Preprocessors
A preprocessor takes the image (or video) you've loaded into the ControlNet panel and converts it into the kind of cue your chosen ControlNet model expects: a depth map, a pose skeleton, an outline drawing, a segmentation mask, or a set of face landmarks. The preprocessor row sits just to the left of your reference image in the ControlNet panel.
You can preview each preprocessor's output before generating — useful for confirming the cue is what you wanted before you spend Spark on a render.
#Available preprocessors
| Preprocessor | What it produces | Pair with |
|---|---|---|
| Face Capture | Facial landmark map | OpenPose CN model |
| Pose Capture | OpenPose-style joint skeleton | OpenPose CN model |
| Sketch / Outline | Anime-style outline drawing | Canny, LineArt, LineArt Anime, M-LSD, Scribble, SoftEdge, Segmentation, Depth, Normal Bae |
| Depth Map | MiDaS-based depth estimation | Depth CN model |
| Segmentation | Class-labeled region map (U2Net / IS-Net) | Segmentation CN model |
| RMBG (Background Removal) | Subject isolated from background | Segmented Subject / Segmented Background CN |
| Invert | Inverts colors (white↔black) | Use after Sketch / Outline for line drawings |
Multiple preprocessors can be chained — for example, Sketch + Invert turns a photo into white lines on a black background, which is what Canny / LineArt models expect.
#On-device preprocessor models
When you run on-device, the preprocessing step itself runs locally on your Mac. Sogni Studio lazy-loads these small models the first time you use a given preprocessor:
| Model | Size | Used for |
|---|---|---|
anime2sketch |
200 MB | Sketch / Outline preprocessor |
midas_small |
61 MB | Depth Map preprocessor |
is_net |
163 MB | IS-Net segmentation |
u2_net |
165 MB | U2Net segmentation |
u2_netP |
4 MB | Lightweight segmentation variant |
RMBG |
165 MB | Background removal |
If you only ever render on Supernet, you don't need any of these — preprocessing runs on the worker.
#Face Capture
Locates all faces in the reference, detects landmarks, and emits a facial landmark map. Pair with the OpenPose ControlNet model to transfer expressions and head orientation. Works with one or more faces and can run together with Pose Capture for full body + face control.
#Pose Capture
Detects human subjects and extracts an OpenPose bone-joint skeleton. Pair with the OpenPose ControlNet model to lock the pose of a generated subject. Combine with Face Capture to lock pose and expression in a single generation.
#Sketch / Outline
Converts a reference into a sketch-style line drawing. For best results, follow with Invert so you get white lines on a black background — what Canny, LineArt, and Scribble models are trained on.

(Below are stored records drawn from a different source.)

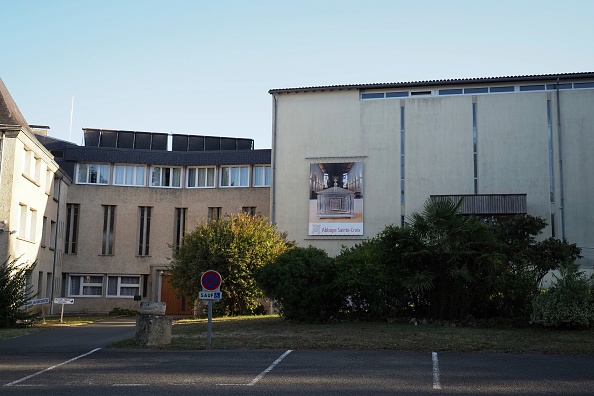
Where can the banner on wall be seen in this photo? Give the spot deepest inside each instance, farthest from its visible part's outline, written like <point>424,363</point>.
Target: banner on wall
<point>336,198</point>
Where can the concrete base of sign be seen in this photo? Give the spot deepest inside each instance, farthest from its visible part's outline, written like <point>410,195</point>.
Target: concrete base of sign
<point>152,308</point>
<point>153,330</point>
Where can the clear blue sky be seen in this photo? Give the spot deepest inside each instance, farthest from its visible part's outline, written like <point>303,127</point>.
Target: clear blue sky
<point>205,68</point>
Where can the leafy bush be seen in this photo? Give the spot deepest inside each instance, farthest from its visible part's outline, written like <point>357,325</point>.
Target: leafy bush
<point>303,281</point>
<point>117,311</point>
<point>569,302</point>
<point>14,293</point>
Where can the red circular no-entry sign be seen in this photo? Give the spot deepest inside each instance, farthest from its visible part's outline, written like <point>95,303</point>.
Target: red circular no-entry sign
<point>211,280</point>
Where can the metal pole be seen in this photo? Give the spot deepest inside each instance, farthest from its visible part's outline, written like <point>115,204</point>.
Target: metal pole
<point>209,331</point>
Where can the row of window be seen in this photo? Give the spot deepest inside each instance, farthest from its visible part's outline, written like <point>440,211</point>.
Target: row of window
<point>476,90</point>
<point>143,227</point>
<point>172,177</point>
<point>103,286</point>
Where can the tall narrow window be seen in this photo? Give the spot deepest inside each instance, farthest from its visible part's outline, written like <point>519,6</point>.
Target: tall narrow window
<point>474,148</point>
<point>52,234</point>
<point>402,155</point>
<point>144,230</point>
<point>214,213</point>
<point>33,226</point>
<point>108,227</point>
<point>71,228</point>
<point>180,226</point>
<point>44,232</point>
<point>551,173</point>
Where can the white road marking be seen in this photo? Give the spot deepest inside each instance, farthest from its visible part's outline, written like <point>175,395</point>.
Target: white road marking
<point>263,373</point>
<point>436,382</point>
<point>50,368</point>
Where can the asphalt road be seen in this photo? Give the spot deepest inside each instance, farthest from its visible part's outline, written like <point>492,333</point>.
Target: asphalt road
<point>75,361</point>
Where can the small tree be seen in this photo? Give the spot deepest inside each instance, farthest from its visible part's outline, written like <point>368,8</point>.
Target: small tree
<point>235,247</point>
<point>14,292</point>
<point>303,281</point>
<point>567,303</point>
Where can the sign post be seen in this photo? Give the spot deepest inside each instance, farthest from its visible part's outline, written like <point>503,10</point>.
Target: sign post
<point>59,300</point>
<point>211,291</point>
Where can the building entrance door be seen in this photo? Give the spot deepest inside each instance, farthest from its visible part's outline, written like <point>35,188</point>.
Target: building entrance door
<point>175,305</point>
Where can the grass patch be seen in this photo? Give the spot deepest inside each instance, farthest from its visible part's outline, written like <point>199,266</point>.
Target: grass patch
<point>272,332</point>
<point>50,322</point>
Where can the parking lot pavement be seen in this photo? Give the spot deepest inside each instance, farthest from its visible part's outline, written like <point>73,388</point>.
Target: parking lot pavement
<point>286,372</point>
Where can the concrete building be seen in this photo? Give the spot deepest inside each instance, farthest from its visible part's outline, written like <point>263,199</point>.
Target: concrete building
<point>348,160</point>
<point>101,220</point>
<point>33,194</point>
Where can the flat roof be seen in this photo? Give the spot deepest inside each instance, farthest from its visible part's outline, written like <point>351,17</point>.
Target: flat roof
<point>550,78</point>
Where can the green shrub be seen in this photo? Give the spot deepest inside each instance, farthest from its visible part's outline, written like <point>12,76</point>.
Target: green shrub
<point>123,312</point>
<point>569,302</point>
<point>303,281</point>
<point>14,293</point>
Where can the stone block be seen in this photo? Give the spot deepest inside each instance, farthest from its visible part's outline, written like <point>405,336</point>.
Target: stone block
<point>152,308</point>
<point>153,330</point>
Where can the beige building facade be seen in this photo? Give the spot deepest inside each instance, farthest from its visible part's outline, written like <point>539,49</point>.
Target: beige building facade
<point>33,194</point>
<point>507,145</point>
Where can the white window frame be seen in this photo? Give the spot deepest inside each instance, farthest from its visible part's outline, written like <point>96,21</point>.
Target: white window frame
<point>120,285</point>
<point>101,169</point>
<point>196,170</point>
<point>227,172</point>
<point>85,281</point>
<point>262,171</point>
<point>134,169</point>
<point>162,177</point>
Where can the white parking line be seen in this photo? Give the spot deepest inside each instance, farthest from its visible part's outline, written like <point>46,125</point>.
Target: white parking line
<point>436,382</point>
<point>50,368</point>
<point>263,373</point>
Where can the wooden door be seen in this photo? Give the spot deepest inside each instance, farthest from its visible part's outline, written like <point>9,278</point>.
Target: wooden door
<point>175,305</point>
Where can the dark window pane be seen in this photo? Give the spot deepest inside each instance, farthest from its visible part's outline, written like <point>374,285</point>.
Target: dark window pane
<point>476,90</point>
<point>379,95</point>
<point>524,88</point>
<point>396,94</point>
<point>450,91</point>
<point>502,89</point>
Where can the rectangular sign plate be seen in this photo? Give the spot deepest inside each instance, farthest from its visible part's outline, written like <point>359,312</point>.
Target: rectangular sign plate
<point>59,300</point>
<point>206,295</point>
<point>37,302</point>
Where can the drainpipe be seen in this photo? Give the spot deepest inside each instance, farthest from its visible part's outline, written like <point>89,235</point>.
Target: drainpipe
<point>273,190</point>
<point>56,247</point>
<point>561,193</point>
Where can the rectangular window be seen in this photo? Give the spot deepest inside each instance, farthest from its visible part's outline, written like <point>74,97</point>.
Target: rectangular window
<point>261,176</point>
<point>214,213</point>
<point>33,224</point>
<point>123,286</point>
<point>85,285</point>
<point>235,176</point>
<point>44,232</point>
<point>144,230</point>
<point>251,210</point>
<point>372,95</point>
<point>27,161</point>
<point>129,175</point>
<point>56,191</point>
<point>49,178</point>
<point>92,174</point>
<point>201,177</point>
<point>71,228</point>
<point>179,227</point>
<point>108,227</point>
<point>165,177</point>
<point>52,234</point>
<point>23,221</point>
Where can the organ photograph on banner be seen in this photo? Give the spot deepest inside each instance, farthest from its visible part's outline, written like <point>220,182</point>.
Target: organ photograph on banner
<point>336,198</point>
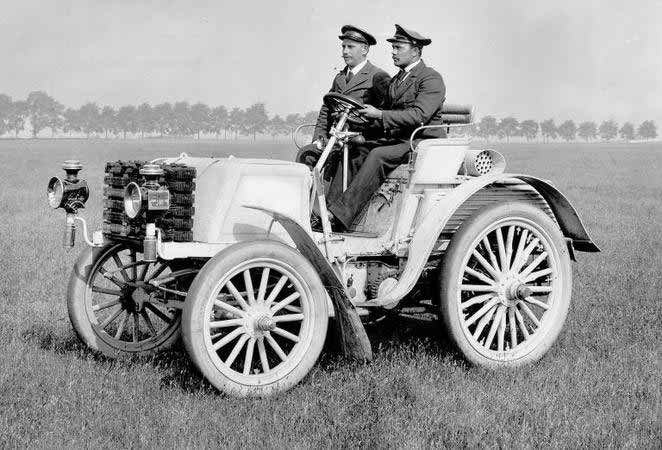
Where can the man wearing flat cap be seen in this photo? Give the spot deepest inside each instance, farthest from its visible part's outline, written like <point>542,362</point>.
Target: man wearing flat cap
<point>415,97</point>
<point>359,79</point>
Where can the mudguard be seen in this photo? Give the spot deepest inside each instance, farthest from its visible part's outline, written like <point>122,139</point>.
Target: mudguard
<point>352,335</point>
<point>426,234</point>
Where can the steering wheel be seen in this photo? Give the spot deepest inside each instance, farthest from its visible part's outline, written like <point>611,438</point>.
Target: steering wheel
<point>340,103</point>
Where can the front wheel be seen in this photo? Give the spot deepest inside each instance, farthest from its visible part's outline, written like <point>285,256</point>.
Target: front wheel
<point>505,285</point>
<point>255,319</point>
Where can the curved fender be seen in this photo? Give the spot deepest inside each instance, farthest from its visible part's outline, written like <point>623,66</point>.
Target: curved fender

Sketch works well with: Depth, LineArt, LineArt Anime, M-LSD, Normal Bae, Scribble, Segmentation, SoftEdge.
#Depth Map
Runs MiDaS depth estimation locally (or its equivalent on Supernet) and produces a grayscale depth image. Pair with the Depth ControlNet model. Best for compositions where 3D structure matters — interiors, landscapes, portraits with strong foreground/background separation.
#Segmentation
Splits the reference into labeled regions — sky, person, vehicle, building, etc. — using U2Net or IS-Net under the hood. Pair with the Segmentation ControlNet model to lock spatial layout while changing the content of each region via prompt.
#RMBG (Background Removal)
Isolates the foreground subject from the background. Used to feed either:
- Segmented Subject ControlNet — render the subject as-is, regenerate the background.
- Segmented Background ControlNet — keep the background, regenerate the subject.
Useful for character-on-new-environment shots and background swaps.
#Invert
Not a real preprocessor — flips the colors of whatever's currently shown. Apply after Sketch / Outline when working with Canny, LineArt, or Scribble models.
#Tips
- Preview before you render. The preprocessor preview is the cue that ControlNet actually sees. If the depth map looks flat or the pose skeleton missed limbs, the render will reflect that — fix at the preprocessing stage.
- Crop the reference first. If your reference has multiple subjects but you only want one, crop down so preprocessors lock onto the target.
- Lower frame rates for video. Video ControlNet preprocessing scales linearly with frame count — drop to 12 or 16 FPS if you only need motion direction, not every micro-movement.